Bir diğer hediye de, Mi’rac gecesi Allah ile karşılıklı selâmlaşma ve sohbetlerinden bazı sözleri getirmiştir ki; et-Tahiyyâtü diye meşhur olan bu sözler, bütün namazlarda teşehhütte otururken okunmakla, Mi’rac da Allah ile Habibi arasındaki o kutsî sohbeti hatırlatmakta ve benzerî bir konuşmaya bizleri mazhar etmektedir.
Tahiyyât, Efendimizin (sav) Mi’rac gecesinde Yüce Allah ile yaptığı selâmlaşmasıdır. Peygamber Efendimiz Allah’u Teâlâ’nın huzuruna varınca hürmetlerini arzetmek niyetiyle: “Ettehıyyatü lillahi vessalavatü vettayyibat” Bütün dualar, senâlar, malî ve bedenî ibâdetler, mülk, azamet Allah’a mahsustur.” demiş, Allah’u Teala O’nu karşılayıp selamlayarak:
“Esselamü aleyke eyyühennebiyyü ve rahmetullahi ve berekatüh” Ey Peygamber! Selâm sana. Allah’ın rahmet ve bereketi senin üzerine olsun.” Demiştir.
Tekrar Peygamberimiz (s.a.s) konuşarak; “Esselamü aleyna ve ala ibadillahissalihin” Selâm ve esenlik bize ve Allah’ın salih kullarının üzerine olsun” cümlesiyle, Allah’ın selamına mukabelede bulunmuş ve ümmetinden salih kulları da de Allah’ın selamına dahil etmiştir.
Allah ile Peygamber Efendimiz ’in bu güzel konuşmalarına şahit olan Meleklerde de: “Eşhedü enlailahe illallah ve eşhedü enne Muhammeden abdühü ve rasülüh” diyerek eşlik etmişlerdir.
Değerli Müminler!
Allah Rasulü’ne (s.a.s) gökler ötesi seyahatin en son noktasında verilen Namaz, İlâhî bir armağandır. Miraç’ın esas armağanı namazdır ve bu aynı zamanda her mü’minin miracı olarak, onları da miraca götürecek nurdan bir helezondur.
Mi’raca namazla çıkılır, Allah’a namazla ulaşılır, enbiyanın huzuruna namazla varılır. Namaz, her şeyiyle halis bir ibadet ve Miraç için yegâne vesiledir. Herkese kılacağı namazı ölçüsünde bir mi’rac mukadderdir. Mü’min için her namaz, bir mi’râc vesilesidir. Ve mü’mine düşen de, her namazda farklı farklı buutlarda bile olsa, mi’râcını tamamlamaktır.
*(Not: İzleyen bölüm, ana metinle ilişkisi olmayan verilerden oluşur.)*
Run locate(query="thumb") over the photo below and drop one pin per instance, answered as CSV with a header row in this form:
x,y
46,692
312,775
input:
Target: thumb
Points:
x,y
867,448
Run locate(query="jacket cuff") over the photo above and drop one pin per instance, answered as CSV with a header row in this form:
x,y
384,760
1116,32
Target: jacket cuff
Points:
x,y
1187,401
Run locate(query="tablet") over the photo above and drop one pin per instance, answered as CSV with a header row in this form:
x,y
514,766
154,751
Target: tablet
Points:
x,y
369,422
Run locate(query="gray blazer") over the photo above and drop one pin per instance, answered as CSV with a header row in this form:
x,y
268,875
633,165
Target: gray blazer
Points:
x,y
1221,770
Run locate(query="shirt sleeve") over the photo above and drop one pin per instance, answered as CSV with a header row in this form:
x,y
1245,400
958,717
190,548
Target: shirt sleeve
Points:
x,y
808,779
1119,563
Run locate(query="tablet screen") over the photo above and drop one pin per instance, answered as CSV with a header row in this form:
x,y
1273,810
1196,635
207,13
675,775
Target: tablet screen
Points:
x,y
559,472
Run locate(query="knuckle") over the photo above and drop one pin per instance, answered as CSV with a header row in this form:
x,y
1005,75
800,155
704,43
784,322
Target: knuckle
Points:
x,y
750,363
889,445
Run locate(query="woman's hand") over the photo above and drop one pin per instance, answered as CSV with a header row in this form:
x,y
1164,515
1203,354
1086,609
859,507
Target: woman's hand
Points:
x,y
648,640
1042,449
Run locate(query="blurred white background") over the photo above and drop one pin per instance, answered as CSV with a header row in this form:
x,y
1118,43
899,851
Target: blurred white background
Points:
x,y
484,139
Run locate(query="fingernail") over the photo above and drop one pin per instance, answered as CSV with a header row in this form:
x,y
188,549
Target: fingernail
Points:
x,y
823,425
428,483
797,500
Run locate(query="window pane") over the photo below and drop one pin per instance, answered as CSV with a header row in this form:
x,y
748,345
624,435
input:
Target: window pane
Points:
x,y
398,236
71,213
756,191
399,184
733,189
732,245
Evet bu gece yapılacak ibadet ve dualar, Miraçla gelen manevi hediyelere birer şükür, bir kısım maddi ve manevi felaketlere karşı set ve gelmeyip geri dönen felaketler için de bir teşekkürdür.
Kandilimiz mübarek, istifademiz çok, günahlarımız affedilmiş, derecelerimiz bu gecede yükseltilmiş olsun.